Mike Bloomberg transfers $18 million to Democratic National Committee
WASHINGTON: Mike Bloomberg is transferring $18m (£15.5m) from his presidential campaign to the Democratic National Committee in the largest single such transfer ever made.
The largesse is the latest sign of the billionaire businessman’s continued involvement in the presidential race since ending his own campaign this month after a lacklustre showing on Super Tuesday. In the 3 March primaries the former New York city mayor won only one US territory. Bloomberg’s contribution amounts to more than the national party’s typical cash balance. The transfer will help the DNC make up some of the steep fundraising shortfall it has compared with its Republican counterpart, which routinely has raised tens of millions more in election cycles.
Bloomberg, one of the world’s wealthiest men with a net worth estimated to exceed $60bn, promised throughout his campaign that he would help Democrats try to defeat Donald Trump regardless of how his own White House bid fared.

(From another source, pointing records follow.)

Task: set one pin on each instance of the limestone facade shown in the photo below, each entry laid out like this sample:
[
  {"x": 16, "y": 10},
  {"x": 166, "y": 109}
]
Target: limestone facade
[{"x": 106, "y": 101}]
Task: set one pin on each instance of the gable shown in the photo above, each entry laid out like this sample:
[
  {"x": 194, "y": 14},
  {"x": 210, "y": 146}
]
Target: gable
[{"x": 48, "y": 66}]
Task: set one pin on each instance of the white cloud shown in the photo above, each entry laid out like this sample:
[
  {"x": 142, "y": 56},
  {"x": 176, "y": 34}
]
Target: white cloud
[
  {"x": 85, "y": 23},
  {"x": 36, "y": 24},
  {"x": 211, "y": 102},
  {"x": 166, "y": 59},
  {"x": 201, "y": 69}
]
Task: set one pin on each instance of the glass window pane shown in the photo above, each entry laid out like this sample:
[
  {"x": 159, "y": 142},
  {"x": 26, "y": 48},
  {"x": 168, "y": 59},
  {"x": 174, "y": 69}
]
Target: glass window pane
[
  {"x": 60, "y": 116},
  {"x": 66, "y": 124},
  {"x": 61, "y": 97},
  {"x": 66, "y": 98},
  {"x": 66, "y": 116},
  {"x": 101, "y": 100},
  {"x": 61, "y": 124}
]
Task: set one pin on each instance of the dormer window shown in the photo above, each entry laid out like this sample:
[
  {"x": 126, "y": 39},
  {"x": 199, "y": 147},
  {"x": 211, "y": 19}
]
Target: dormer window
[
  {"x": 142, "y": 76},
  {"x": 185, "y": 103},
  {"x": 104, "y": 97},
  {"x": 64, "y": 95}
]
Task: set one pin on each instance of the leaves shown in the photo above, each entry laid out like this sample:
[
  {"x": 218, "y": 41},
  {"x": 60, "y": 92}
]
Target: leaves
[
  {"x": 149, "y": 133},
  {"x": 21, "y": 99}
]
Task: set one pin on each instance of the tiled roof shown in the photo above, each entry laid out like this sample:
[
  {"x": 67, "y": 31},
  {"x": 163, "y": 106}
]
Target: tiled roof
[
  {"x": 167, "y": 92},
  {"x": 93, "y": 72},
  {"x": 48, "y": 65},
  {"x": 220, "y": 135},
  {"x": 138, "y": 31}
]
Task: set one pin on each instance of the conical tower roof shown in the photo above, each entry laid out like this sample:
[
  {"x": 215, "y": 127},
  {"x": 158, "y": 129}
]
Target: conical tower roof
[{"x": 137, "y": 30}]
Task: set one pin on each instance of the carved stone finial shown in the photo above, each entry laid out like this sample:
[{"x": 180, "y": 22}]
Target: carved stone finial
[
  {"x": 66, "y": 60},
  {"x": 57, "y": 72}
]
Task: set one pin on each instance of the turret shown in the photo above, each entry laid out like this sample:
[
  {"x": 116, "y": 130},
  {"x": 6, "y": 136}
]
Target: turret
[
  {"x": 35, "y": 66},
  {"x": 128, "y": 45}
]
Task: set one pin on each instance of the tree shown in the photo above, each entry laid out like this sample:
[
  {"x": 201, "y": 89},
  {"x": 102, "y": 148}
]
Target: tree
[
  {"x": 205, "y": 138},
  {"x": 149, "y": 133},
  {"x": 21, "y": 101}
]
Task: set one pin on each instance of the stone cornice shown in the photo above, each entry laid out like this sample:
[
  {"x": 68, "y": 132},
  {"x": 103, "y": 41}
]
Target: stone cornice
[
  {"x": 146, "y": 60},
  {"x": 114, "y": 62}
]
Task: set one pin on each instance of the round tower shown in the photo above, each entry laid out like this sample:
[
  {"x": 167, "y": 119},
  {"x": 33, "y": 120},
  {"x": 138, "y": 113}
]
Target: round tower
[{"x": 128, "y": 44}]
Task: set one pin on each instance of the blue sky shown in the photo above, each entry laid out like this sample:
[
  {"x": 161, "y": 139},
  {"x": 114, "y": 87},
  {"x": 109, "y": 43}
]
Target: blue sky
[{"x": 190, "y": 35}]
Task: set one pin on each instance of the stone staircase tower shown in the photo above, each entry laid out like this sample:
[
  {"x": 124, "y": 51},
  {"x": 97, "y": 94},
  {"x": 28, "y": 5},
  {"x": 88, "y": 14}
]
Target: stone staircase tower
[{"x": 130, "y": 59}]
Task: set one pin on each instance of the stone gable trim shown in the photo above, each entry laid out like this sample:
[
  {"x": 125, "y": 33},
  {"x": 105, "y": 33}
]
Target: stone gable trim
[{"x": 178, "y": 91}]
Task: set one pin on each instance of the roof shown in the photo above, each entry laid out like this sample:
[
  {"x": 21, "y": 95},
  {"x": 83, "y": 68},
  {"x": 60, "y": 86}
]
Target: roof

The Bloomberg campaign, which hired a staff of 2,400 people across 43 states, will also transfer its offices in six pivotal states to the Democratic parties in those states, to help accelerate their hiring and organising. Those states are Arizona, Florida, Michigan, North Carolina, Pennsylvania and Wisconsin.
Former Bloomberg campaign staffers in those offices will continue to be paid by his campaign through the first week in April and have full benefits through the end of April. After that, they could in theory offer the state parties a trained and ready pool of potential hires to build out their operations heading into the November general election.
Bloomberg had promised staffers when they were hired that they would be paid until November, but earlier this month most of his campaign team was told they had been let go and would be paid until the end of March.
DNC officials said Bloomberg’s money and real-estate transfers would be used to expand the party’s 12-state battleground programme, with a focus on hiring additional staffers to work in organising and data operations. Bloomberg’s former campaign employees will not have any advantage in the hiring process, officials said.